When I first started making cheese around 15 years ago, it seemed to me that cheese platters were becoming less and less popular, so I concentrated on making cheeses that could be used in dishes rather than just at the end of the meal. We have a core range of around 20 to 25 products, but regularly have a bit of a play with other special orders.
What makes your products special?
The milk we use is the same as the milk that heads off to the large processors. Where our product differs is that we combine some technical expertise (I have a degree in Microbiology) with some very traditional recipes that I have picked up while working in factories in Europe (and backpacking through Syria). One other factor that I believe is important is to concentrate on textures - a small change in texture can make a major change to how the palate picks up flavours.
What is your favourite product?
I have a number of products I really enjoy, but it depends on what I am using them for. I would choose the Marinated Fetta to put through a salad, Duetto (a blend of Gorgonzola and Mascarpone) as a dessert style and the Washed Rind to sit down with some pate and a glass of wine.
What’s the best thing about being a cheese maker?
What I enjoy most is creating products that can be used as part of somebody's dish. It gives me a buzz to hear when people have used my cheeses as a base ingredient to create a new and different taste sensation - e.g I have had one chef stuff my Labna balls with an olive, cover in Japanese breadcrumbs and deep fry as a finger food, another use the duetto to make a blue cheese icecream and served this with poached pears. Whilst it is enjoyable to create new products, it is far more pleasing to me to help others in their creativity.

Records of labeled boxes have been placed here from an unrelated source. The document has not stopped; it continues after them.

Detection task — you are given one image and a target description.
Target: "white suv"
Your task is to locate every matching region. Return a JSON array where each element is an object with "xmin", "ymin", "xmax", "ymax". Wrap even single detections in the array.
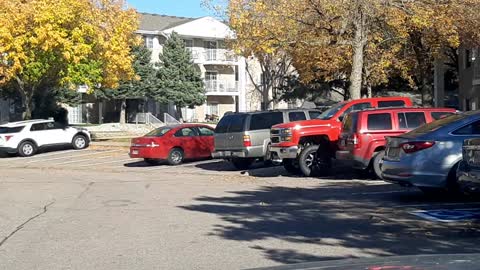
[{"xmin": 0, "ymin": 120, "xmax": 91, "ymax": 157}]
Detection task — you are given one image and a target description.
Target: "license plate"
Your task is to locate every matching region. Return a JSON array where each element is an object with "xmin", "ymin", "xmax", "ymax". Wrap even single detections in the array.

RECIPE - MARINATED FETTA WITH MUSHROOMS
Simon gave us this recipe; he says it is a simple dish, but the heat from the mushrooms slightly softens the fetta and really brings out the flavour. A great side dish or a really indulgent breakfast!

Ingredients
Binnorie Dairy Marinated Fetta
200 gms Field Mushrooms
2 teaspoons Garlic
50 gms Butter
Baby Spinach Leaves
Flat leaf Parsley

Method
De-stem the field mushrooms. Soften butter and mix with garlic. Top mushrooms with garlic butter
Place in oven or under the grill until soft . Top with chopped Marinated Fetta and some chopped continental parsley. Place on some baby spinach leaves and serve.

STORING YOUR CHEESE!
The average Aussie eats 12 kilograms of cheese a year, but imagine how much more we could get through if we didn't have to throw it out when it dries up or goes mouldy.
The best way to store hard cheeses, such as cheddar, is to wrap them loosely in plastic wrap.
Soft cheeses, such as brie and camembert, need to breathe, so wrap them in a damp cloth or greaseproof paper. If you're planning on using soft cheeses within a couple of days of purchasing them, you can store them in the paper or plastic wrap they came in.
Keep fresh unripened cheeses and stretched curd cheeses, such as ricotta and haloumi, in the brine or oil they're sold in.